I pulled the booklet out of my pocket, opened it, and handed it over to Mr. Ross. He looked it over carefully, and you could see the look of panic start to creep over check walker’s face. Finally, the guy can’t take it any longer and admits that they had walked out without paying, but he claimed to have done it because he had forgotten his wallet and didn’t want to be embarrassed in front of his date. Mr. Ross gave him another long look, glances back down at the check, reads out loud “Too bad. So sad.”, and just as the guy decided he needed to say something in reply Mr. Ross jumped in and said, “You do know that if I call the police, and it turns out that you have the means to pay your bill in your possession, things are going to go very badly for you, right? I will press charges, and I will see that you’re prosecuted. I’ll make time for it.”
At that point, the guy knew he was caught, but you could still see him trying to come up with a way out. Then I heard the weariest voice I had ever encountered up to then in my still relatively young life as the woman in the car said, “Just pay the goddamn bill. I’m ready to go home.” We all looked over at the car, then back to each other, and the guy reached into his jacket pocket to pull out his wallet. Mr. Ross, however, stopped him as he began to open it. “Your check comes to $304.77.” (Yes, I still remember it. That comes to just over $508 in today’s money.) Then he went on, “You will pay your bill in full, right now, and you will tip jshubbub 20%. That is non-negotiable.” Check walker gets a look on his face and says, “I’ve only got hundreds.” Mr. Ross let out an actual laugh, turned to me, and said, “jshubbub, it looks like you’re getting more than 20% on this check.” The walker clearly did not like this turn of events, but he was screwed. He pulled out four $100 bills and handed them over to Mr. Ross. He thought Mr. Ross was done with him. So did I. We were wrong. Mr. Ross stopped the man before he could get back into his car and said, “We’re not finished.”
Mr. Ross then pulled a damn loupe out of his pocket, along with a pen light. He handed the light to Vernon and told him exactly how to hold it. Then he set about closely examining the bills very seriously. After carefully checking each of them, he tucked the loupe in his pocket, took the pin light from Vernon, put it in his shirt pocket quite deliberately, and turned his attention back to our check walker. He gave him the beat he had been using to torment the poor bastard since the whole thing began and then said, “All right. We’re done, but you are not welcome here again. I don’t want your business. I don’t want your family’s business. I don’t want your friends’ business. If you return, I will have you arrested for trespassing. I have a photographic memory, and I will remember you.” (He really did. It was uncanny.) Mr. Ross didn’t get a response so he asked, “Do you understand?” The guy said he did. Mr. Ross then leaned down to speak to the woman in the car and asked her if she understood. She said she did. Mr. Ross told them to leave immediately, and we watched them go.

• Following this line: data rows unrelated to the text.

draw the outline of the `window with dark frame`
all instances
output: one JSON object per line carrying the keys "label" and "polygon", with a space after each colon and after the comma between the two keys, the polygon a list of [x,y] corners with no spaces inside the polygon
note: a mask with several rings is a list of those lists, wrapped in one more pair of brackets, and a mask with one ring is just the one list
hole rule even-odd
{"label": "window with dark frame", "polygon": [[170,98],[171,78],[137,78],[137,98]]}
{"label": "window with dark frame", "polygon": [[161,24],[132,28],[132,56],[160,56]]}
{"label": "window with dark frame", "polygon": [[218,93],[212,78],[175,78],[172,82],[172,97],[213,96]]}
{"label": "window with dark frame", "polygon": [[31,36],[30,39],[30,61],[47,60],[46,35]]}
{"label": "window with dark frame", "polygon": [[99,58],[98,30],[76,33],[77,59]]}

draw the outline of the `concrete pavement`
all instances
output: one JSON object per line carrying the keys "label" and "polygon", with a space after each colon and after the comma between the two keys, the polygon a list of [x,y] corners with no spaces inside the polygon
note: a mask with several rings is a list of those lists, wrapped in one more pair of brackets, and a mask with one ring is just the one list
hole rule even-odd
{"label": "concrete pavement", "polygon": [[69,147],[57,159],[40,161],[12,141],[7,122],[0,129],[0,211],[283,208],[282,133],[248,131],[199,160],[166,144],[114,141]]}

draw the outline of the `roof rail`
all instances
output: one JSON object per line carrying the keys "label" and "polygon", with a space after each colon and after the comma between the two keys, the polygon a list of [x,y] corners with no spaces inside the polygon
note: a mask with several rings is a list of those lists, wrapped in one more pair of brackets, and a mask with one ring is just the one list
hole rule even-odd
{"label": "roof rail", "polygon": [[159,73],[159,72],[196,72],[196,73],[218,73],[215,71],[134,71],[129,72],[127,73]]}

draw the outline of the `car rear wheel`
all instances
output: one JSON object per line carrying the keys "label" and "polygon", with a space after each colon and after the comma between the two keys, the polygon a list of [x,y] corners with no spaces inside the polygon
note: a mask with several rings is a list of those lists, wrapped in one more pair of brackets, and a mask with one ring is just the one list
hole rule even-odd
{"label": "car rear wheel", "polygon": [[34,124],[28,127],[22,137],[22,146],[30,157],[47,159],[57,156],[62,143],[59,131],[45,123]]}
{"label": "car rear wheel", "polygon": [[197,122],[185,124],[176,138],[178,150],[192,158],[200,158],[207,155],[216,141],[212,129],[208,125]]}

Mr. Ross told me later that his father had been a banker who insisted that his son learn the business. Apparently, by the time he was 10 his father would have him at the bank every day during school breaks, and he would require Mr. Ross to confirm the authenticity of bills until he got better at it than his father’s employees. (Banking was different back in the day.) He also admitted that he didn’t need to check the bills as long as he did. He knew immediately that they were authentic, but he had no problem fucking with people who tried to steal from him.